Trade arcology is interesting, but has a separate issue in practice, which is the question of Ecu self-sufficiency. The design concept of an Ecumenopolis system is pretty clearly one where an empire is rewarded with extra efficiencies for building the entire empire around around providing resources for the Ecu to refine, with the catch that if the resources stop (say losing the colonial frontier in a war/robot rebellion) the ecu starves of food and minerals. First League origin and all that. This is in contrast to the Ringworlds which are the self-contained autarky economy package, where as long as you have a base level of minerals (say the Matter Decompressor unlocked by the same ascension), Ringworlds can cover all their own needs.
A Trade ecu runs afoul of that, because- once built- it basically becomes functionally self-sufficient. You wouldn't be building a trade ecu without a trade build, which means a trade federation (bonuses that maketrade economically viable), the trade federation policy (turning trade into both the energy
and consumer goods needed for upkeep), and Mercantile (increasing the trade numbers and Merchant jobs from the presumed trade-district). With all your building slots unlocked, you can build hydroponics bays to cover the food and the refineries for the strate resources, with your only really necessary input being the mineral input for the refineries... which could well be bought with the trade.

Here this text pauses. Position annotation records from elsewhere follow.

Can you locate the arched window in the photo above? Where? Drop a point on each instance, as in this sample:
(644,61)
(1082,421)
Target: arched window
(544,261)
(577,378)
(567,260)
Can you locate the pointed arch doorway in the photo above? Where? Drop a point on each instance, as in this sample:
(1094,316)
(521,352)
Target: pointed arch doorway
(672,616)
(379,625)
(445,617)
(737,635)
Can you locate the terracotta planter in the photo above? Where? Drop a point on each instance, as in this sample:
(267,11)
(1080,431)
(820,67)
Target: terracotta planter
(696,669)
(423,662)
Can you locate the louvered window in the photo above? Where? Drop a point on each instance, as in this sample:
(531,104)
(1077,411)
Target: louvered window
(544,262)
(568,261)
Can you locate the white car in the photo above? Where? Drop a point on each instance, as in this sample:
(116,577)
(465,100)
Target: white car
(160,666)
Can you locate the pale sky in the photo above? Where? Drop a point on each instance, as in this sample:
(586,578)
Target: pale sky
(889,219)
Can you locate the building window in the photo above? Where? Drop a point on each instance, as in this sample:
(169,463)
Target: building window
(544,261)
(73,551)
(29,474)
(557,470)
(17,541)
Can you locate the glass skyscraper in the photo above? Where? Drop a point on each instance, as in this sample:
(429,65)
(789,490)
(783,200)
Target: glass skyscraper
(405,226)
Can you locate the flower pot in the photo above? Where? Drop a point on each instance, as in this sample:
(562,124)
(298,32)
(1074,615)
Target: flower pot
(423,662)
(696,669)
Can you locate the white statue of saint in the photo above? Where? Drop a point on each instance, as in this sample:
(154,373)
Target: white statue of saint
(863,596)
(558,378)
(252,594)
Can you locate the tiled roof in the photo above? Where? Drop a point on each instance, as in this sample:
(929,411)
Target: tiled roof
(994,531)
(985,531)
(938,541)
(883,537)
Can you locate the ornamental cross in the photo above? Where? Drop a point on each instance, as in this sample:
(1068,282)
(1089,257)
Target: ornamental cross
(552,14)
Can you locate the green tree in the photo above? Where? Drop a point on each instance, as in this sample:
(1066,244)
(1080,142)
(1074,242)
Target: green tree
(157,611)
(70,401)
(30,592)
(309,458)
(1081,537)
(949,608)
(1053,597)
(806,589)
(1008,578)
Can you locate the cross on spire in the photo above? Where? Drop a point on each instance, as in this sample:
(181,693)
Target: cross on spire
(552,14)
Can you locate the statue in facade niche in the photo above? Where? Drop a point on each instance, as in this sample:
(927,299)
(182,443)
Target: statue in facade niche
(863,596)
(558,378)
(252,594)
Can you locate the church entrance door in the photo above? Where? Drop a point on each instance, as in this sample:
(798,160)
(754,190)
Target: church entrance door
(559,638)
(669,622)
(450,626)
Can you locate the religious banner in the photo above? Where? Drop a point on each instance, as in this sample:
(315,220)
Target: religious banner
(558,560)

Now, an optimization player wouldn't
do that because it'd be more optimal to spam trade buildings for more merchant jobs and keep the empire structure, but the fact that you
could do that illustrates the balance issue, since- even if the trade-ecu did lost their resource worlds- they could use their money to buy the minerals to change into something more self-sufficient.

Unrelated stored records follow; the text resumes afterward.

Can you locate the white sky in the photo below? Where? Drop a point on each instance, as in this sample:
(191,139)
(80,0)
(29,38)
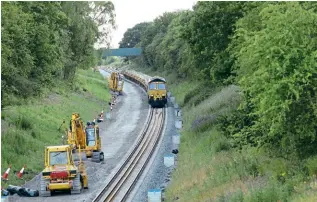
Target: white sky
(132,12)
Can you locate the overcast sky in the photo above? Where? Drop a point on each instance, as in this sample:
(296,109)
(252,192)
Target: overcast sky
(130,13)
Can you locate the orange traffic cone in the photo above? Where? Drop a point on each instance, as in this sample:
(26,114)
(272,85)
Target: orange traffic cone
(21,172)
(5,175)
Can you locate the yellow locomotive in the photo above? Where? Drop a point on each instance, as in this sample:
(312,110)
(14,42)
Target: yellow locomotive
(157,92)
(116,82)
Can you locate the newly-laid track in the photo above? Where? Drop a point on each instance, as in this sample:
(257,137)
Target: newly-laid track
(127,175)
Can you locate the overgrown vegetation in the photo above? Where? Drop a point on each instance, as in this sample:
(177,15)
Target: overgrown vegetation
(245,74)
(44,43)
(33,126)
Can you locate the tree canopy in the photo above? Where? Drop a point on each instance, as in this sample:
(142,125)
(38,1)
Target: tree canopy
(267,48)
(43,42)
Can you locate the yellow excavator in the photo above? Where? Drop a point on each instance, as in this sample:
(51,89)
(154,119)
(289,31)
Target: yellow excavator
(61,173)
(87,138)
(116,82)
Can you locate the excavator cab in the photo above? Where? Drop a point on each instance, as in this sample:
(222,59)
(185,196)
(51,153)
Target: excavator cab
(93,142)
(60,172)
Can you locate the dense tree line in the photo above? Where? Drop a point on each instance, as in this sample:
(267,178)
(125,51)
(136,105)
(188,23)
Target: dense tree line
(45,42)
(269,49)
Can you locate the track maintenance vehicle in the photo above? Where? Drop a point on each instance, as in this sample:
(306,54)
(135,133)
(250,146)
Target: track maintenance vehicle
(87,138)
(116,82)
(61,173)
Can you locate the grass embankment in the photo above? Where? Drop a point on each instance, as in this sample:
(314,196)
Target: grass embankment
(210,170)
(27,129)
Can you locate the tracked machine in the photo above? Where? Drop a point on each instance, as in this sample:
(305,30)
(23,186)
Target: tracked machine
(86,138)
(61,173)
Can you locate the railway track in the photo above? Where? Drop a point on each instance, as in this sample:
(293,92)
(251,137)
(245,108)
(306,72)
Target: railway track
(122,182)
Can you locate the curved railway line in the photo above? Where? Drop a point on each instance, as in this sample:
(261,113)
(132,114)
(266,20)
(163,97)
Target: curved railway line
(122,182)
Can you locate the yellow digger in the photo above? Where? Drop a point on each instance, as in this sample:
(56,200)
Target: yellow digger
(116,82)
(88,139)
(61,173)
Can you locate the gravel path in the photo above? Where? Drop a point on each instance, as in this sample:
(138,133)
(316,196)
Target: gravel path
(118,135)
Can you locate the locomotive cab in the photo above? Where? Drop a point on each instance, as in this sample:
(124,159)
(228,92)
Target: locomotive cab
(157,92)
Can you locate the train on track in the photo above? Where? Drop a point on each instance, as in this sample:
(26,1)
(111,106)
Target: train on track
(155,87)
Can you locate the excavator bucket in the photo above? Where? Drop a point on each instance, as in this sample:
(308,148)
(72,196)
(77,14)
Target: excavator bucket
(81,155)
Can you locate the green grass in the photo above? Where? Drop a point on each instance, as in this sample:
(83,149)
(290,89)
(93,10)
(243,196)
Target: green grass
(209,169)
(34,126)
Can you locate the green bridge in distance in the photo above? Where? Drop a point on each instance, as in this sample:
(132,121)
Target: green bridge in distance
(123,52)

Which an Ecu shouldn't be.
I think a strategic resource arcology is good because strategic resource buildings are so inefficient and if you want to spam habitats, it will cost your performance.
Arcology buildings are
already covering for the strategic resource efficiency. The pops and energy/admin upkeep you are saving by moving former industrial worlds into the arcologies can be put to work on refineries for net strategic resource surplus. As you de-populate previously established planets, converting them into refinery worlds is a good way to make use of them as part of your overall 'resource worlds fuel your arcology.' Heck, you can put the refineries
on the the Ecumenopoli already- they max the building slots, and benefit from the Ecu 20% bonus. That these take basic resources doesn't mean they're in-efficient.
If you need more basic resources to fuel your Ecu, the solution is a better balance of resource worlds not to make the Ecumenopolis require less resources or produce their own needs. Not-being self-sufficient is half the point of an Ecumenopoli build vis-a-vis a Ringworld build.